Professor Tasman Crowe

That is a good question. Subject to some of the tweaks we have been talking about, like the “up to 30%”, the citizens’ assembly had a strong view that there should be 30%, so that “up to” certainly weakens that a little. We spoke about the diffuse and complicated nature of the governance structures and the fact different Departments have a stake in biodiversity and the marine environment, and it is difficult to envisage a process by which everyone is working in a more cohesive and co-ordinated way.

One of the strong pushes from the citizens’ assembly was that there should be more joined-up thinking. As I said, that is a real challenge and it is difficult to do that.
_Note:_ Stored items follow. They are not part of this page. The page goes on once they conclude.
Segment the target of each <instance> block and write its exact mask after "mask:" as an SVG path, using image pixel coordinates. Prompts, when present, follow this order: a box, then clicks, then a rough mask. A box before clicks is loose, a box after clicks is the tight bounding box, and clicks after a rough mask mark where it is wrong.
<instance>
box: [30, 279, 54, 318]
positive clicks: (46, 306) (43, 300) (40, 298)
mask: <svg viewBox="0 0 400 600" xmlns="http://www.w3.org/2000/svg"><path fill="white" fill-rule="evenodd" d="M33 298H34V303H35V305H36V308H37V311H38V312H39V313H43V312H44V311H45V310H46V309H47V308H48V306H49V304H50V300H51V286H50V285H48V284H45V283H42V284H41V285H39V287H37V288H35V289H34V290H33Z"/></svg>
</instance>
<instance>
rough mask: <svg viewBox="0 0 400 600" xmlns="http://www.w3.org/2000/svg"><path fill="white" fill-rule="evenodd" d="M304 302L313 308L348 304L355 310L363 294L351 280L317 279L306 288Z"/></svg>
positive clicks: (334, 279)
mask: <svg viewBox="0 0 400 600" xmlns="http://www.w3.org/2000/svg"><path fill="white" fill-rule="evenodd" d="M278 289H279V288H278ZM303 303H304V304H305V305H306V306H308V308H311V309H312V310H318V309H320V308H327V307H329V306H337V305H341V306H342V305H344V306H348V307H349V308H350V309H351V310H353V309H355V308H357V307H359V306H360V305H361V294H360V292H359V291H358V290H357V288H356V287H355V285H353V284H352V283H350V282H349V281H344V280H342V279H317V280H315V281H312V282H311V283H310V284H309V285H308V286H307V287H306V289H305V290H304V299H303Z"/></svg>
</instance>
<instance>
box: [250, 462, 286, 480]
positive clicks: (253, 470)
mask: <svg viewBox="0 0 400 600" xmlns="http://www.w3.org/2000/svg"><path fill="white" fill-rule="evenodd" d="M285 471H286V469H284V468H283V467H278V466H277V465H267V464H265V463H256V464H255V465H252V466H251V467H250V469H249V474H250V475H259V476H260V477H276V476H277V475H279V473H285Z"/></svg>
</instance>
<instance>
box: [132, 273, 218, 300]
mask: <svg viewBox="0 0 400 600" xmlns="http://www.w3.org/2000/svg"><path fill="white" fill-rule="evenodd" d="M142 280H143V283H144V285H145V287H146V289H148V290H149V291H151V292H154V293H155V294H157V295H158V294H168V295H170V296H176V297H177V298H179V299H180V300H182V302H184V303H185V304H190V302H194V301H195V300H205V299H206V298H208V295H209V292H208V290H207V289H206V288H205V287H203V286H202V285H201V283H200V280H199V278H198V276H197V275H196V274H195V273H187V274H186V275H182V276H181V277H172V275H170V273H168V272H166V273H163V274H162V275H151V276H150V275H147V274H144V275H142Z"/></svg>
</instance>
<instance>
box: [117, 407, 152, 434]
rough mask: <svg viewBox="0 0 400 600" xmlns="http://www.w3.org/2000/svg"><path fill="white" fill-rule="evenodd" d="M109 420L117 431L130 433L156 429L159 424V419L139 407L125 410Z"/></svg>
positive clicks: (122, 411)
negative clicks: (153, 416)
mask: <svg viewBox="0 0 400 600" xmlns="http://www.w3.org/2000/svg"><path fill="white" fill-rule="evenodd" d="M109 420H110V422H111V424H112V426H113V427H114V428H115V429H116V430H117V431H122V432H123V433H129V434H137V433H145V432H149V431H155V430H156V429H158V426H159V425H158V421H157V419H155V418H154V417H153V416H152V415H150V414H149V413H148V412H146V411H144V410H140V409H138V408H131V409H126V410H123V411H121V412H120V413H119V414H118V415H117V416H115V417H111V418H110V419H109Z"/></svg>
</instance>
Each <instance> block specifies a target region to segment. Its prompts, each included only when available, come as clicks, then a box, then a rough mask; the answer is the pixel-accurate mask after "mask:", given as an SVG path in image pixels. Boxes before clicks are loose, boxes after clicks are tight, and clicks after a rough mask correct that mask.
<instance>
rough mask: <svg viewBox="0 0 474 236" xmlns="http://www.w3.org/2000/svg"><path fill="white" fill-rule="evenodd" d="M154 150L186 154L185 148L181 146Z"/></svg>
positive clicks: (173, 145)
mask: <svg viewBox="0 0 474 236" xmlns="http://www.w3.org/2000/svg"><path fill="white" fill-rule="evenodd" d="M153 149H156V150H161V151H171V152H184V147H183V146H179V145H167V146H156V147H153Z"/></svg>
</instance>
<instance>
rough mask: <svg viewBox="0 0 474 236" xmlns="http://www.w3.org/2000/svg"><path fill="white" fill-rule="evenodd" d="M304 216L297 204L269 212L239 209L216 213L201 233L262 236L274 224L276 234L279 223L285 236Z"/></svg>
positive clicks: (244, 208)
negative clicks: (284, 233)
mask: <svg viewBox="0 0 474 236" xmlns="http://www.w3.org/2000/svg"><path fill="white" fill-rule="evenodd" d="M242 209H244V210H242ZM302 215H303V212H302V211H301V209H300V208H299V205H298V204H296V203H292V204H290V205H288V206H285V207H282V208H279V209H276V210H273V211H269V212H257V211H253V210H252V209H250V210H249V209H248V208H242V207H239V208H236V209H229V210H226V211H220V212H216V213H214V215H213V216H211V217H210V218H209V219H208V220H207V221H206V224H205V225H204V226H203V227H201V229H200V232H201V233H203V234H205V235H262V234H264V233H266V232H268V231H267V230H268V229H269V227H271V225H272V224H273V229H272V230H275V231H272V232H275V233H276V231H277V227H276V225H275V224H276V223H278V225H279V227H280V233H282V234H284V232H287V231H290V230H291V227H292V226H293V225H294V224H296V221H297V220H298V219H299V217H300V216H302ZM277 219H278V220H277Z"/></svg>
However, some mechanism by which there is a guiding authority that helps to shape what gets done by different Departments would be something the citizens would have been looking for in their recommendations. The Bill goes some way towards that. I am not sure if it was head 14, concerning the existing authorisations, but there is a process there through which the Minister is able to engage with the other Departments that have strong authority to change things in the marine environment.

That is where that is happening. One could argue that it is not happening strongly enough but one could also argue that it is happening in a realistic and pragmatic way given the system we operate in. I do not know which way I would fall in that discussion.

I have one observation from an exchange we had with the Department last week. If one takes terrestrial planning, and I know it is not the same, we zone certain geographical areas where certain types of activity are permissible. Even where these is one planning enforcement body, which is our local authority, and even when everybody knows there is a single form to fill in to make a formal complaint, which used to cost €20 but is now free, planning enforcement is still a slow and unsatisfactory process. That is no criticism of planning authorities. There is an online article in one of the newspapers today saying the planning authorities need an extra 35% just to make planning decisions and to work on policy, let alone for enforcement.

There are two aspects to this. One is either having the maximum degree of co-operation between existing entities or some streamlining, but also when somebody is responsible for enforcement they need to have the legal capacity and the resources to do that. The issue of the role of the navy came up in the general scheme and the navy has an important role, but it is not known for its biodiversity and ecology expertise, unlike people like Professor Crowe and the Marine Institute. When the ship is out in the middle of the ocean, it might rock up to some industrial operator, for example, to ask "Well, what it happening, my friend?" How that will function in the real world will be tricky and, therefore, for us it is not just about who is to enforce but what powers, resources and expertise they have. We can sign something on paper that looks very nice but if it is like our terrestrial planning enforcement, we will be battling that for decades to come. I take from what Professor Crowe said about a role for the National Parks and Wildlife Service and the special areas of conservation, SACs, etc., that was not something that was adequately addressed in the creation of that structure and, therefore, we need to look at that in this legislation. However that is just an observation for the record.

Professor Tasman Crowe

I completely agree that the resourcing is the critical piece. That does not really appear in the legislation as such. A strong push from the citizens' assembly and from everybody we spoke to is that the legislation needs to be adequately resourced to make it work, otherwise people will put a lot of effort into creating something that is wonderful in its aspiration but is weak in its implementation. As the Deputy said, that has been such a common pattern. It would be fantastic if we could avoid that, and that the proper resourcing is put in place.

I thank the Professor Crowe for attending. It was two hours of very heavy but important contributions from him because this is an important Bill. On behalf of the committee, I thank him for his participation.

The joint committee adjourned at 5.03 p.m. until 9.30 a.m. on Thursday, 2 February 2023.